How to make the design matrix for categorical variables in stan for survival models?

testFrame <- data.frame(First=sample(1:10, 20, replace=T),
Second=sample(1:20, 20, replace=T), Third=sample(1:10, 20, replace=T),
Fourth=rep(c(“Alice”,“Bob”,“Charlie”,“David”), 5),

basically I can go with:
1, model.matrix(~ 0+First + Second + Third + Fourth + Fifth, data=testFrame)
2, model.matrix(~ First + Second + Third + Fourth + Fifth, data=testFrame)
Since coxph does not have intercept, should I go with matrix 1? Or should I still feed the stan survival model with the most commonly used matrix 2?
Thank you for your advice in advance.

Hi, the answer really depends on how you code the Stan model so either one could be fine. Can you be clearer about your model?

1 Like

Thank you very much for your reply. Here is my model I learnt and modified from Leuk: Cox regression openbugs model.
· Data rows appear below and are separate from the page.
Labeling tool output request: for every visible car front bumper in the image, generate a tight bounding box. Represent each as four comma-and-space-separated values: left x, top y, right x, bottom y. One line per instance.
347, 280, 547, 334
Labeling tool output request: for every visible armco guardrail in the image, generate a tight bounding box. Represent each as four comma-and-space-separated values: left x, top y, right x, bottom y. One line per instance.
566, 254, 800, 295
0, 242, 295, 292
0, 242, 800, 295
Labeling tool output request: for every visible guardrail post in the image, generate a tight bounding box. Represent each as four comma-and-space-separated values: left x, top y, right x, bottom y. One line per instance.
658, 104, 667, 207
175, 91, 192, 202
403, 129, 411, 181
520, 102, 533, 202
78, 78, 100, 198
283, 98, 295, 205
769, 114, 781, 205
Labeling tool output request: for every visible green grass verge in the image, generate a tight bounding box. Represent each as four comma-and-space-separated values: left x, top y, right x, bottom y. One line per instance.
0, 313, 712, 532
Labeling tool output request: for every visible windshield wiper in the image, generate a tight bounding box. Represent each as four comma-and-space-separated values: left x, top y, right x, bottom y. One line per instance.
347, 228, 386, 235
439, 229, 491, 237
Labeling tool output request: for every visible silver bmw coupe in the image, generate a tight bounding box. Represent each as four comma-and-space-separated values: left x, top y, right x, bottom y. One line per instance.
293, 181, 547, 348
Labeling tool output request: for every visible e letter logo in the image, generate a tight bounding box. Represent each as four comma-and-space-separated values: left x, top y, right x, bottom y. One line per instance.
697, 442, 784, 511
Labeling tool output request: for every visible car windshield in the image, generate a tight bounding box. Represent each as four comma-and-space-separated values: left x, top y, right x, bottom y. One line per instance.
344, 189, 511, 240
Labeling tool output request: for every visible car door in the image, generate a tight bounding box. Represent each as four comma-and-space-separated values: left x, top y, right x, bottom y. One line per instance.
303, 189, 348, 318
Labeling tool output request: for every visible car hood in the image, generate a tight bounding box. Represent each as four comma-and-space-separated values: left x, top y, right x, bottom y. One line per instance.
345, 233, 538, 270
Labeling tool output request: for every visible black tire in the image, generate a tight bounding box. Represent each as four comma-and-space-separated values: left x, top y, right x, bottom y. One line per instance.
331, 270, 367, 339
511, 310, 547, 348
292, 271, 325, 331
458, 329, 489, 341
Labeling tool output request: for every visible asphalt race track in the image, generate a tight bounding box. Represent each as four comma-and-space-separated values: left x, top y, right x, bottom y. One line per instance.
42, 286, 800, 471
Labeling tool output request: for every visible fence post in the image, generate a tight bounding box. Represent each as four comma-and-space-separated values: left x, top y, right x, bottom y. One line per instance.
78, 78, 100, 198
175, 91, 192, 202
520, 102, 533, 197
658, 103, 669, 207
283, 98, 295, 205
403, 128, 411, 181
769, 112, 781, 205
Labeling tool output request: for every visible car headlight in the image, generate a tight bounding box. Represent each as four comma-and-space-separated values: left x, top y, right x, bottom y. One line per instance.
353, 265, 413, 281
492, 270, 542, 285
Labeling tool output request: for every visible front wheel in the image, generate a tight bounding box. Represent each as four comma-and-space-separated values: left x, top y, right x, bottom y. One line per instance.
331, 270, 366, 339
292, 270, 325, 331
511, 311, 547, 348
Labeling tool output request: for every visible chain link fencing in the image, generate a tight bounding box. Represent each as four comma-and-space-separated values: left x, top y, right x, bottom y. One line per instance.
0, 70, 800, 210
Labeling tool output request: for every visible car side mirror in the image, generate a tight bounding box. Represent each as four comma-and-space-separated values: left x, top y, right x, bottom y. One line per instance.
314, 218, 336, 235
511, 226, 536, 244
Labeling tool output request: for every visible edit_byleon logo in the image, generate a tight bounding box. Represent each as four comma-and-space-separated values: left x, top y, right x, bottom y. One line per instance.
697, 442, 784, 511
See if you can identify a baseline hazard parameter in the Stan code. If not then your model matrix needs an intercept. The Cox model has an interesting interpretation but the piece you’re thinking about is just a regression for the log hazard

The stan code does have a baseline hazard modeled in. My question is even if I omit the intercept, design matrix one has one more factor than design matrix two, which one is proper in this case? In coxph, it has one less factor, i.e. use design matrix two but without intercept.

If you already have an intercept (log baseline hazard) then adding the intercept using the model matrix results in confounded parameters (log baseline hazard and intercept). So don’t do that one, it won’t work well.